Perhaps the most significant trade-off currently facing clinicians is the safety profile of JAK inhibitors. Following the ORAL Surveillance study, the FDA and EMA have implemented warnings regarding the risk of major adverse cardiovascular events (MACE) and thromboembolism in high-risk patients.⁶

This necessitates a more rigorous screening process. A biologic might be the "safer" trade-off for an older patient with cardiovascular risk factors, whereas a JAK inhibitor might be the "preferred" trade-off for a younger, active patient who prioritizes the convenience of a pill and has no baseline risk.⁶

However, the emergence of highly selective TYK2 inhibitors may shift this risk-benefit calculation. By targeting the regulatory domain of TYK2 rather than the catalytic domains of JAK 1, 2, or 3, these molecules aim to avoid the off-target effects associated with MACE and VTE, providing a cleaner safety profile while maintaining oral convenience.⁴

Considering patient preference

This divergence in priorities is reflected in current utilization trends.

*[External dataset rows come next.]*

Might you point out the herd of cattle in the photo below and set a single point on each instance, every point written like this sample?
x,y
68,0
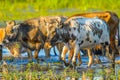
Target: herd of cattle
x,y
88,31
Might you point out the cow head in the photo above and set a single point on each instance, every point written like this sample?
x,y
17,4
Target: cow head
x,y
61,34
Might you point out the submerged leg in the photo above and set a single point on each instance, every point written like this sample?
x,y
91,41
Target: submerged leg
x,y
90,57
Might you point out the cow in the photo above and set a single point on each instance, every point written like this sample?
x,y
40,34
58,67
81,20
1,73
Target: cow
x,y
14,48
83,32
112,20
32,33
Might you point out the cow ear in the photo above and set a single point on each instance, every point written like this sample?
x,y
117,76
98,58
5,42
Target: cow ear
x,y
11,23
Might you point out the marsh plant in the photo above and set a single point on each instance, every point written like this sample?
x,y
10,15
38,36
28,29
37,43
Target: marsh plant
x,y
34,71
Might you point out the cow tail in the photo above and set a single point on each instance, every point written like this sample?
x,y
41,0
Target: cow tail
x,y
119,33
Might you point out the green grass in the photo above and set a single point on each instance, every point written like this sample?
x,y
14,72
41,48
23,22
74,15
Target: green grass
x,y
24,9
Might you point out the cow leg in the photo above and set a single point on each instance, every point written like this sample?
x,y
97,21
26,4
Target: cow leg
x,y
63,55
76,50
29,54
79,58
60,47
90,57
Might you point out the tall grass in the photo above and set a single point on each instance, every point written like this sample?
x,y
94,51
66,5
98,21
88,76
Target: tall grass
x,y
24,9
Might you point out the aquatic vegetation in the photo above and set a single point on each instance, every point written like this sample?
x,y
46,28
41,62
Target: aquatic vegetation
x,y
24,9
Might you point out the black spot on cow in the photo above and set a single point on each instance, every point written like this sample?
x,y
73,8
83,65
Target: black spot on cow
x,y
94,41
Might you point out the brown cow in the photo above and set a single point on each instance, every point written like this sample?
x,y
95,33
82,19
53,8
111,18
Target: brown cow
x,y
112,20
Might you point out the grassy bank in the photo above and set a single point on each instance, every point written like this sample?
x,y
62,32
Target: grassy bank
x,y
23,9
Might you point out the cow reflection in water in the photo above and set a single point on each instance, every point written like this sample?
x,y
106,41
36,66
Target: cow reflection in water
x,y
82,33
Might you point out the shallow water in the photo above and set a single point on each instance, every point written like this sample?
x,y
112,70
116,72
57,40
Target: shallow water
x,y
17,62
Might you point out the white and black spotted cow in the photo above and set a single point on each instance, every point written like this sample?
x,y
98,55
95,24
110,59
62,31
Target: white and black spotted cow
x,y
85,32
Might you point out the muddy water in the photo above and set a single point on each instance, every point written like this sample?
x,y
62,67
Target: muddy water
x,y
50,63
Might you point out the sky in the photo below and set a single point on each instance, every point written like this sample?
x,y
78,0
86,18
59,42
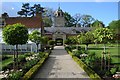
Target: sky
x,y
98,9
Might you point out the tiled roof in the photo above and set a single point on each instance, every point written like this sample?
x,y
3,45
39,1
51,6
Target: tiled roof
x,y
30,22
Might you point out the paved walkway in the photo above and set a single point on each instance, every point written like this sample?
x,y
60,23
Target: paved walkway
x,y
60,65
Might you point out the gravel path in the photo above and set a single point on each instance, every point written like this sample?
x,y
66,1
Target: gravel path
x,y
61,65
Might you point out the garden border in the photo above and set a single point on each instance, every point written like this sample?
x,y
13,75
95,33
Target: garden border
x,y
34,69
90,72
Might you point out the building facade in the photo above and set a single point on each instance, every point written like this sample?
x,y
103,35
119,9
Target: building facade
x,y
56,32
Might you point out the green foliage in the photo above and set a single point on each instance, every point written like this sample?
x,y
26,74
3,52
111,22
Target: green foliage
x,y
28,10
89,71
113,70
69,20
15,34
97,24
44,40
35,68
86,38
51,42
47,22
71,40
86,20
35,37
15,75
103,35
115,25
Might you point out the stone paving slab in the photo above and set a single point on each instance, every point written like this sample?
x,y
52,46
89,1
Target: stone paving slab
x,y
60,65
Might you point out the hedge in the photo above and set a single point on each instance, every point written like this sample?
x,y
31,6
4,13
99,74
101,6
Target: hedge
x,y
88,70
35,68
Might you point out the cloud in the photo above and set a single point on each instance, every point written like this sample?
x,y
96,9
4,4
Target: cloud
x,y
106,0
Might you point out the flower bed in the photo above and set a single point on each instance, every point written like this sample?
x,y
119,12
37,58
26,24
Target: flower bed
x,y
89,71
33,70
25,62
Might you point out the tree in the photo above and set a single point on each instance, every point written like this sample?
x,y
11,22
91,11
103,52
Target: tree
x,y
4,15
14,35
47,22
77,18
86,38
97,24
115,26
28,10
25,10
44,41
48,16
103,35
86,20
35,37
69,20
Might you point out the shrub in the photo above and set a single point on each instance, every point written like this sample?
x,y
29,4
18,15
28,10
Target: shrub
x,y
33,70
5,57
51,42
15,75
113,70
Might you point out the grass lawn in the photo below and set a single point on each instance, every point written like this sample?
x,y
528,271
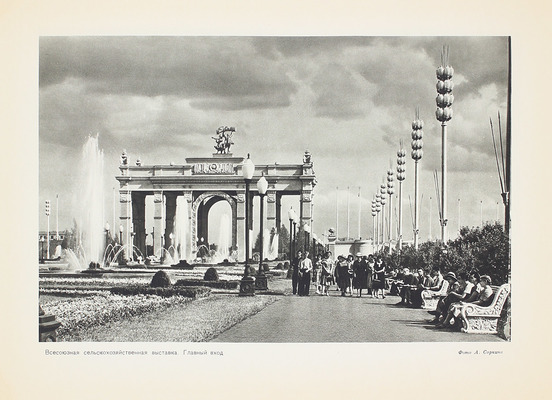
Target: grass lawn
x,y
197,321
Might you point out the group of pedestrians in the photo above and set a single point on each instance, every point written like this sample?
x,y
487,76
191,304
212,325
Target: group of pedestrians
x,y
350,274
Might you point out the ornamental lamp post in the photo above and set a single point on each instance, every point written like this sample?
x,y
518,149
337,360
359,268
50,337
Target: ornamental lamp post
x,y
295,219
374,214
42,249
291,249
121,228
383,191
261,282
306,229
417,154
106,227
390,191
443,114
47,212
247,284
378,209
401,154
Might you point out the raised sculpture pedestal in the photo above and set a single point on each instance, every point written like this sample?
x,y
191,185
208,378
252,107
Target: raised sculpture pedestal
x,y
247,286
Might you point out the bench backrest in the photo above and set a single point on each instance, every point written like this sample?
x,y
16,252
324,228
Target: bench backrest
x,y
500,295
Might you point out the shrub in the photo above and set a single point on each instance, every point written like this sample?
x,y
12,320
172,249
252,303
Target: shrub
x,y
211,284
211,275
184,291
160,279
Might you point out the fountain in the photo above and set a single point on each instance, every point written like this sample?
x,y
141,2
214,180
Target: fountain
x,y
88,208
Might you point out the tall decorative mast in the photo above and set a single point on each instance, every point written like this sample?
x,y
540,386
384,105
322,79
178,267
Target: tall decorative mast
x,y
443,114
417,154
401,154
390,191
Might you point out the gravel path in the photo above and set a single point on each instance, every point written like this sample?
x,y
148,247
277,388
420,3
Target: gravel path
x,y
342,319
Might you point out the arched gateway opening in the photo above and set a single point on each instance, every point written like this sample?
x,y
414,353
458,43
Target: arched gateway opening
x,y
183,196
200,224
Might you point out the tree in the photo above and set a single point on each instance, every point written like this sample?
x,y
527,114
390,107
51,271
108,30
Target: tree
x,y
484,249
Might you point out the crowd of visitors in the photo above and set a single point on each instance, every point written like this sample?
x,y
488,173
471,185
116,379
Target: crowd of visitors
x,y
353,274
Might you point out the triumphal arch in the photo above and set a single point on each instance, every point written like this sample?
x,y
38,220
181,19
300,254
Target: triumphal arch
x,y
201,182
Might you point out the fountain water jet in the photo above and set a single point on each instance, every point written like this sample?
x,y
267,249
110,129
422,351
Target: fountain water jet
x,y
88,204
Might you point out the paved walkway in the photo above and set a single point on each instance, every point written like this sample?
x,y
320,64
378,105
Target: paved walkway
x,y
334,318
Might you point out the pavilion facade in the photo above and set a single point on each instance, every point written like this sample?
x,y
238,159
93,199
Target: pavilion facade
x,y
201,183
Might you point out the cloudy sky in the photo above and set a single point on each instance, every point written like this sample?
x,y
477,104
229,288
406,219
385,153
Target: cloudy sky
x,y
348,100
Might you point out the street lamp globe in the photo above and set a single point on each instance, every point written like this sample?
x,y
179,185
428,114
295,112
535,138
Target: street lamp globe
x,y
248,169
291,214
262,185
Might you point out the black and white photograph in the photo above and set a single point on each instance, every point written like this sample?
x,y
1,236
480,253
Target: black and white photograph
x,y
274,201
358,193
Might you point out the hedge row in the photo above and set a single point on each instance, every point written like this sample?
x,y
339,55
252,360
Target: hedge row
x,y
185,291
212,284
73,287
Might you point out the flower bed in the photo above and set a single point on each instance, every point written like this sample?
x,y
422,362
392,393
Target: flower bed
x,y
91,281
65,292
192,292
82,313
212,284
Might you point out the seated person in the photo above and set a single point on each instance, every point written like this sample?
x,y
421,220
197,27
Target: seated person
x,y
441,284
460,290
484,298
396,280
424,281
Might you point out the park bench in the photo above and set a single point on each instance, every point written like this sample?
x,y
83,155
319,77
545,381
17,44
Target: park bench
x,y
430,298
478,319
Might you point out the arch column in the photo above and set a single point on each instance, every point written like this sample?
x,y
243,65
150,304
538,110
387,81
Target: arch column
x,y
170,212
240,226
125,200
188,246
271,210
158,227
139,221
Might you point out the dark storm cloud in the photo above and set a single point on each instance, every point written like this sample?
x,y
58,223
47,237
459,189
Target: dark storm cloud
x,y
338,94
310,46
207,69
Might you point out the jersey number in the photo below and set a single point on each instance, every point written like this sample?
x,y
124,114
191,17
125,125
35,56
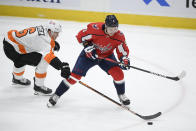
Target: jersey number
x,y
25,32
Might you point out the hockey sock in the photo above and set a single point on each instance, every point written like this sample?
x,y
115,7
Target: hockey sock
x,y
120,87
61,89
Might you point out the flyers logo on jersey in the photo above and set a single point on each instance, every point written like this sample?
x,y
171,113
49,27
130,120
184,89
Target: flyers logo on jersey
x,y
95,26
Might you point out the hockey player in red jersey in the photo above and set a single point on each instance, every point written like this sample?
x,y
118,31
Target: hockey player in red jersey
x,y
99,40
35,46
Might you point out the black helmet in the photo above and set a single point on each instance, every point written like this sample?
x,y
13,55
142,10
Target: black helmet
x,y
111,21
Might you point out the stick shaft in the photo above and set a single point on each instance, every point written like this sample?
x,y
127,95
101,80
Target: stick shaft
x,y
147,71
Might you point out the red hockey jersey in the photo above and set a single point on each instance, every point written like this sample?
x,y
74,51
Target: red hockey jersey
x,y
104,44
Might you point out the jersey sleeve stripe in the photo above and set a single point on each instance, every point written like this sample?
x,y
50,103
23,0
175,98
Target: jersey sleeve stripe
x,y
50,56
19,74
20,46
121,50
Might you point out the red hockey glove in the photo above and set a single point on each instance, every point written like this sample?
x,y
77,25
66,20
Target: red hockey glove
x,y
57,46
125,63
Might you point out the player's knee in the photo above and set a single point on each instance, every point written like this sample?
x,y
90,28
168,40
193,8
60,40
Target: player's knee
x,y
73,79
35,57
116,73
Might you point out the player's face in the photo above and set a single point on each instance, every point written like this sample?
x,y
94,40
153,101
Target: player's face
x,y
53,35
111,30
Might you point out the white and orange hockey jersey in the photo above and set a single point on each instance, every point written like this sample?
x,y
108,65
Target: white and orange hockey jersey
x,y
33,39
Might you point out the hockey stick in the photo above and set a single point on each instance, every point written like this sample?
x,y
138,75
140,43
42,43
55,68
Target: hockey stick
x,y
176,78
126,108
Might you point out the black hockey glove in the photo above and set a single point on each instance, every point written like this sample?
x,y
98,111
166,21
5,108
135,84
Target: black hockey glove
x,y
89,49
65,70
125,63
57,46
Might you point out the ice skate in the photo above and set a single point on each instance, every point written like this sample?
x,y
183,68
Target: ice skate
x,y
52,101
23,81
41,90
124,100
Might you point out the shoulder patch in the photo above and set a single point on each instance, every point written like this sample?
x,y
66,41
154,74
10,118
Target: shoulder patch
x,y
95,26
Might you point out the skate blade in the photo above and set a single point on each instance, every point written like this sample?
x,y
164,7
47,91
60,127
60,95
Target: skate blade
x,y
41,94
49,105
19,85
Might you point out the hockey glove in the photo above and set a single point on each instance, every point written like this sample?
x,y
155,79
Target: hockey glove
x,y
90,52
57,46
125,63
65,70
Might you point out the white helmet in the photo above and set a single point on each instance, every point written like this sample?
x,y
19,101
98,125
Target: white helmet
x,y
54,26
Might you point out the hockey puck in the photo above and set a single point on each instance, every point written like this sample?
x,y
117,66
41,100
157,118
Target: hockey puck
x,y
150,123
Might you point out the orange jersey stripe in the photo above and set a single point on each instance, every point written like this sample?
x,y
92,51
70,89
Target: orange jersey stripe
x,y
19,74
50,56
20,46
38,75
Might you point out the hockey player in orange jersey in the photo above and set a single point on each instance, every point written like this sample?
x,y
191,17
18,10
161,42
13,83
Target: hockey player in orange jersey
x,y
35,46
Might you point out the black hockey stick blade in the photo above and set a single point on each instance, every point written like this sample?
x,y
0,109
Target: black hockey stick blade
x,y
150,116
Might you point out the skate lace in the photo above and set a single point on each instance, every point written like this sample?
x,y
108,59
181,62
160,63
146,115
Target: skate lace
x,y
55,98
24,80
123,97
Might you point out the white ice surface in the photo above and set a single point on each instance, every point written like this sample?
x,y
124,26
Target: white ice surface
x,y
161,50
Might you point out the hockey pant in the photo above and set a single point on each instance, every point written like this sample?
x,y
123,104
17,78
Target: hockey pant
x,y
81,67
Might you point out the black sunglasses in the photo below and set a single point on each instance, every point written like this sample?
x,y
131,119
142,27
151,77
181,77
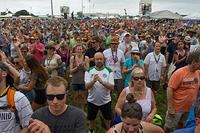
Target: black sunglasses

Real-world data from Health Union’s PsA 2025 In America survey reveals a significant split in how patients manage their disease burden: 60.5 percent of survey respondents currently use biologics, which are typically administered via injection, while 34.1 percent rely on non-biologic oral treatments.^1,7

Some biologics are administered as infusions rather than injectables. Infusions may have better bioavailability and also better coverage by certain insurance plans, such as Medicare, which affects decision-making as well.

These figures underscore the importance of the shared decision-making process. Ultimately, these statistics remind clinicians that the "best" therapy on paper is only effective if it aligns with the patient's lived experience and willingness to adhere to the regimen.^1,7

Each patient will be different

Navigating the choice between systemic orals and biologic injectables requires the clinician to move beyond a "one-size-fits-all" algorithm. Biologics continue to lead in terms of long-term structural data and specific pathway targeting (especially IL-17/23 for skin). However, targeted orals offer a level of convenience and rapid onset that aligns with the modern patient’s lifestyle, provided the cardiovascular risk profile is managed.^1,2

Ultimately, the "best" therapy is the one the patient will consistently take and can tolerate without side effects. And in PsA, we are fortunate to have a toolkit that allows for that level of personalization.